Ich sage nicht aus Argwohn: »Sei mir treu«,
Denn selbst dem Tod werf ich den Handschuh hin,
Daß ohne Fleck und Makel sei dein Herz;
Dies »Sei mir treu« war nur, um einzuleiten
Die folgende Beteurung: Sei mir treu,
Und bald seh ich dich wieder!
CRESSIDA
O dann, mein Prinz, wagt Ihr Euch in Gefahren
Zahllos und furchtbar. Doch ich bleib Euch treu!
TROILUS
Dann lockt Gefahr mich. Tragt die Ärmelkrause.
CRESSIDA
Und Ihr den Handschuh. Wann seh ich Euch wieder?
TROILUS
Erkaufen werd ich mir die griechschen Wachen
Und dann dich nachts besuchen.
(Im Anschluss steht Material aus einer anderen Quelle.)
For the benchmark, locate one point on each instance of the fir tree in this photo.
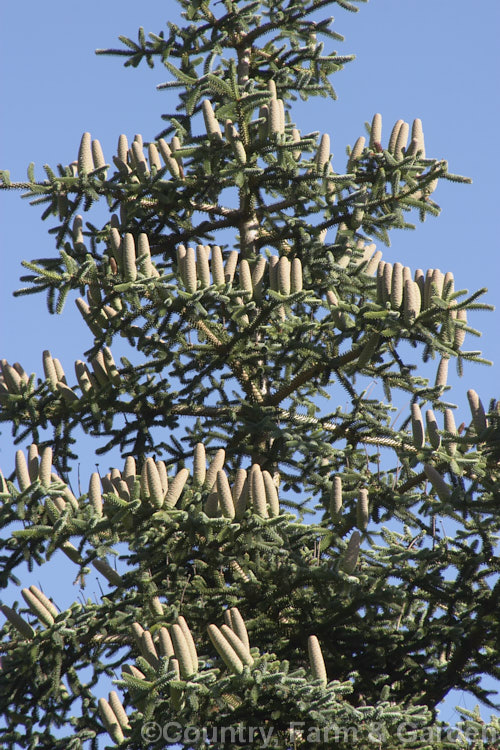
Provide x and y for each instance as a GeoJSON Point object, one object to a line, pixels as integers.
{"type": "Point", "coordinates": [240, 268]}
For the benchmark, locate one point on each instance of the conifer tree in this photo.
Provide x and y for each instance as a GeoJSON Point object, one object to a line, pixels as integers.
{"type": "Point", "coordinates": [241, 270]}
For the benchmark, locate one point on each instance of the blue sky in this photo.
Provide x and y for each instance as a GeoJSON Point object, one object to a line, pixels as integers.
{"type": "Point", "coordinates": [435, 60]}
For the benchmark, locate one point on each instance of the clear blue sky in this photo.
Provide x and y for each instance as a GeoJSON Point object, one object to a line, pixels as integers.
{"type": "Point", "coordinates": [435, 60]}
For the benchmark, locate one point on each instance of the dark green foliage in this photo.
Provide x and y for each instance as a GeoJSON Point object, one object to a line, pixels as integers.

Doch sei treu!
CRESSIDA
O Himmel! Wieder dies: Sei treu!
TROILUS
Hör an,
Geliebteste, weshalb ich dirs gesagt:
Die griechschen Jünglinge sind reich begabt;
Ihr Lieben schmücken sie mit Körperschönheit,
Und Kunst und List vollenden ihren Reiz.
Wie Neuheit rühren mag und Wohlgestalt,
Ach, läßt mich eine fromme Eifersucht
– Ich bitt dich, nenn es tugendhafte Sünde –
Zu sehr befürchten.
CRESSIDA
Oh, Ihr liebt mich nimmer!
TROILUS
Dann mag ich sterben als ein Bösewicht!
Nicht deine Treu und Liebe macht mich zweifeln
So sehr, als was ich bin. Ich kann nicht dichten,
Nicht springen wie ein Tänzer, zierlich plaudern,
Noch feine Spiele spielen; lauter Gaben,
Worin die Griechen meisterlich gewandt.